Ficções e Recordações - 2015

Prefácio posfaciado

Comecei a construir esta obra muito especialmente pelas razões que a seguir especifico:

problemas de saúde, decorrentes de 78 anos de ADN (Afastamento da Data de Nascimento), retiveram-me em casa mais tempo do que era habitual;

estava a atravessar um período anormalmente longo de abstinência de leitura;

tinha apanhado um grave enfartamento televisivo;

só recentemente  tirara a carta de Internauta de Tráfego Local, pelo que não me poderia aventurar a grandes e complicadas navegações na NET;

assim, para passar o tempo e não deixar enferrujar, ainda mais, os poucos neurónios remanescentes restava-me o recurso à escrita.

 

Aconteceu, porém, que não só a musa  inspiradora da minha recente produção apoética não respondeu aos meus insistentes apelos, mas também  que verifiquei ter-se esgotado o meu material de consulta, com a publicação do livro sobre gralhas e calinadas.

Nesta conformidade, privado do auxílio da deusa, sem apoio documental e já sem idade para semear, cultivar e colher o cereal, cujo grão colocado entre as minhas mós cerebrais lhes permitiria produzir escrita mesmo que, como usualmente, de má qualidade, e farto de olhar para as teclas do computador, onde pensava ler, no intervalo de intermináveis paciências de cartas, umas perguntas irónicas (“Afinal para que é que servimos? É só para mandar mensagens?, é?”), estava quase a chegar à conclusão de que não encontraria um género que me permitisse escrever sem as preditas ajudas, quando, um dia,  me veio de repente à cabeça a seguinte ideia com o seu quê de maligno.

Mas, antes de a explanar, vou abrir um  parêntese. Sendo a minha mãe professora primária, ensinou-me a ler aos quatro anos e, aos cinco, já era um leitor assíduo das aventuras do Capitão Meia Noite e das peripécias cómicas do Serafim e Malacoéco, publicadas no semanário infantil “O Mosquito”, e um  activo consumidor do que me passasse diante dos olhos. Mantive essa minha apetência por quase tudo que fosse legível, em várias línguas, exceptuando a grande maioria dos textos constantes dos livros liceais, com especial predilecção, que ainda hoje mantenho, pela narrativa em prosa. No entanto, tendo produzido, ao longo da minha já longa vida, muitas páginas de texto, nunca me atrevi a escrever uma estória por mais simples que fosse. E o curioso é que cheguei a ser um razoável, prolixo e conhecido contador de anedotas.

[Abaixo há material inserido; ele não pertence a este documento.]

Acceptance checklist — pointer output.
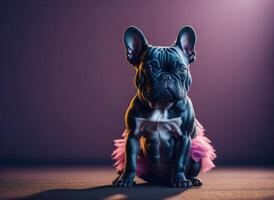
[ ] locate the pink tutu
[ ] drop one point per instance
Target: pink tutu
(200, 150)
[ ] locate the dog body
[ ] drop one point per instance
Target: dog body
(160, 121)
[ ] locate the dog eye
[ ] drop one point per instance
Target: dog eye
(151, 67)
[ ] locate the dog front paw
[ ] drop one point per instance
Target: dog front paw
(180, 181)
(125, 180)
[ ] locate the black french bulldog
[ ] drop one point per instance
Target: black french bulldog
(160, 120)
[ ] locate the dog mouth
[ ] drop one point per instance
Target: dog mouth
(160, 105)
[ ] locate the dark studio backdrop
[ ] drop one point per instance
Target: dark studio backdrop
(65, 82)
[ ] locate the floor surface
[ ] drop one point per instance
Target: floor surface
(95, 183)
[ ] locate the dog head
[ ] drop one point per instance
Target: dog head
(162, 73)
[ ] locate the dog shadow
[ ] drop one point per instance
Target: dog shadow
(107, 192)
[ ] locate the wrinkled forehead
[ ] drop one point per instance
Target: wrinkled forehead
(165, 55)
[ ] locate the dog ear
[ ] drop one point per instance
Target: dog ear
(135, 43)
(186, 42)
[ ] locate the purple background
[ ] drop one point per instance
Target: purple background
(65, 82)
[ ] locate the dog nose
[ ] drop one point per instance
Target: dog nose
(166, 78)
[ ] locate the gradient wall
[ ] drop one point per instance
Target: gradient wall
(65, 82)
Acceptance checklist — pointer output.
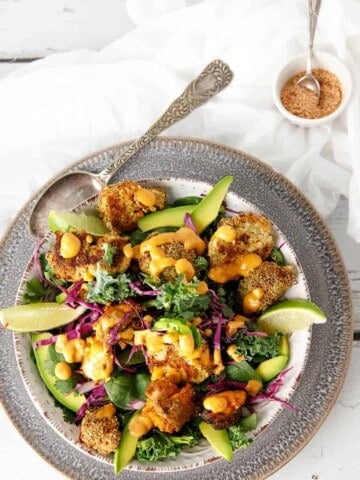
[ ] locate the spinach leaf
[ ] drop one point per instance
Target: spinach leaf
(109, 289)
(124, 387)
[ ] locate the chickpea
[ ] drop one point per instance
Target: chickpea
(70, 245)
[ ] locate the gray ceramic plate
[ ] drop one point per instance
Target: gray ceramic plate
(327, 281)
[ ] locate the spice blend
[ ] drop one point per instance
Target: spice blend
(304, 103)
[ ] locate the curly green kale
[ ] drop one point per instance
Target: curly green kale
(182, 299)
(108, 289)
(257, 348)
(160, 446)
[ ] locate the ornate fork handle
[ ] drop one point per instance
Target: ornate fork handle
(214, 78)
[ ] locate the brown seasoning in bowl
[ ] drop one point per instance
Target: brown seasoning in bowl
(302, 102)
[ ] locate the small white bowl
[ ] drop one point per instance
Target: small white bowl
(322, 60)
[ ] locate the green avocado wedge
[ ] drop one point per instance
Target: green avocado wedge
(72, 400)
(202, 214)
(169, 217)
(218, 439)
(126, 449)
(207, 210)
(268, 369)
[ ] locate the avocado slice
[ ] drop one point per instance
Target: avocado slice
(268, 369)
(218, 439)
(284, 348)
(126, 449)
(169, 217)
(241, 372)
(72, 401)
(207, 210)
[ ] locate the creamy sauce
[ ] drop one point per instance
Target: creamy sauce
(240, 266)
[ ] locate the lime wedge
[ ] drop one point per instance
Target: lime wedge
(67, 221)
(37, 317)
(291, 315)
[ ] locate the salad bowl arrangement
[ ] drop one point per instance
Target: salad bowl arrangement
(275, 401)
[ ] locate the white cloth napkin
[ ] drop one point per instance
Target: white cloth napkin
(56, 110)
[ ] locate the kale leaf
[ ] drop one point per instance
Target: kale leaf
(160, 446)
(182, 299)
(109, 252)
(34, 291)
(109, 289)
(257, 348)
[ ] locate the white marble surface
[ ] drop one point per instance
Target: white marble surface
(35, 28)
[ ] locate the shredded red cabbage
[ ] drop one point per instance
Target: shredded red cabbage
(44, 341)
(85, 387)
(136, 404)
(96, 397)
(73, 298)
(136, 286)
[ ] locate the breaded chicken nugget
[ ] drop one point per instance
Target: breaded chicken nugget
(122, 204)
(240, 235)
(269, 282)
(105, 251)
(100, 429)
(169, 406)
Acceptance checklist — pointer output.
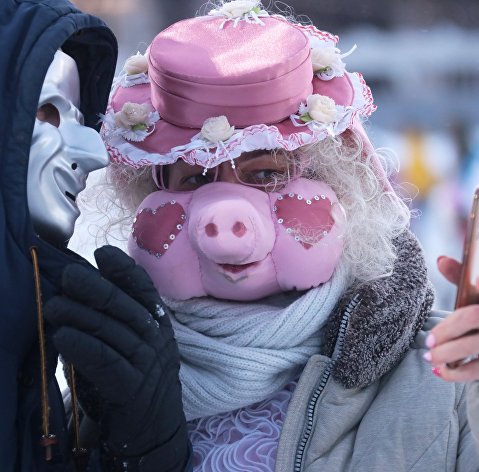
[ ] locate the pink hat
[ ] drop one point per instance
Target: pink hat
(213, 87)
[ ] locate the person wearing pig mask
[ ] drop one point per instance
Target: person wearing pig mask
(298, 296)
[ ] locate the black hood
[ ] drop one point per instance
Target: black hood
(30, 34)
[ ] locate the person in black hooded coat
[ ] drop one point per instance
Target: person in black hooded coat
(31, 31)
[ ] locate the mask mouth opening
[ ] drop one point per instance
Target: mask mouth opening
(71, 196)
(237, 268)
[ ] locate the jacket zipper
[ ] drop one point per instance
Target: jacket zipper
(298, 461)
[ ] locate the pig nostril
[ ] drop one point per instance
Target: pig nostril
(239, 229)
(211, 230)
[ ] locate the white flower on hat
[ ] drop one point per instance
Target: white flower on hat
(137, 64)
(248, 10)
(320, 108)
(327, 59)
(134, 122)
(238, 8)
(133, 116)
(217, 129)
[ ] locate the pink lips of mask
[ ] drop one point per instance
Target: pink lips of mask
(236, 242)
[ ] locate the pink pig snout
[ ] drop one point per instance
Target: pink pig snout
(231, 230)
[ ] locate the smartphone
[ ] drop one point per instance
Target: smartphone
(468, 288)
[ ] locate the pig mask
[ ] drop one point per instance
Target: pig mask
(235, 242)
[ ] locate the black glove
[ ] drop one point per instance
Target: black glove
(108, 327)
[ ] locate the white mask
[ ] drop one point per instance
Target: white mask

Voltando ao penúltimo parágrafo. “E se eu experimentasse inventar e escrever qualquer coisa?”, perguntei ao teclado, no intervalo de duas  mensagens.  Andava eu a espremer as meninges para ver se saía uma ficçãozinha, quando, numa noite do princípio de Janeiro deste ano de 2015, comecei a ouvir o enorme e dispendiosíssimo estardalhaço provocado pelo foguetório do encerramento das Festas de São Gonçalinho. Revoltado por ouvir queimar tanto dinheiro sem proveito para ninguém, a não ser para o fogueteiro, quando o País está em crise e há tanta gente necessitada de ajuda, até mesmo entre os devotos mais acérrimos do Santinho casamenteiro, liguei o computador e construi  o primeiro módulo desta obra que, como não poderia  deixar de ser, intitulei  “Foguetes de São Gonçalinho”. 

A partir daí, o estaleiro entrou numa fase de razoável produção quantitativa, mas apercebi-me, a determinado momento, que estava a mudar de estilo arquitectónico, pois “O Senhor Vasconcelos” e “Caça e Pesca” eram relatos de histórias reais, logo não se enquadravam no género ficção. Assim, restavam-me  duas opções: ou procedia à sua demolição – ou seja, apagava-os –, ou avançava para a modalidade de propriedade horizontal, com dois artigos matriciais, destinando o rés-do-chão e o 1º andar às Ficções e afectando o 2º andar, recuado e assutado, às Recordações. Porque me ensinaram a ser poupado e não desperdiçar, optei pela última hipótese.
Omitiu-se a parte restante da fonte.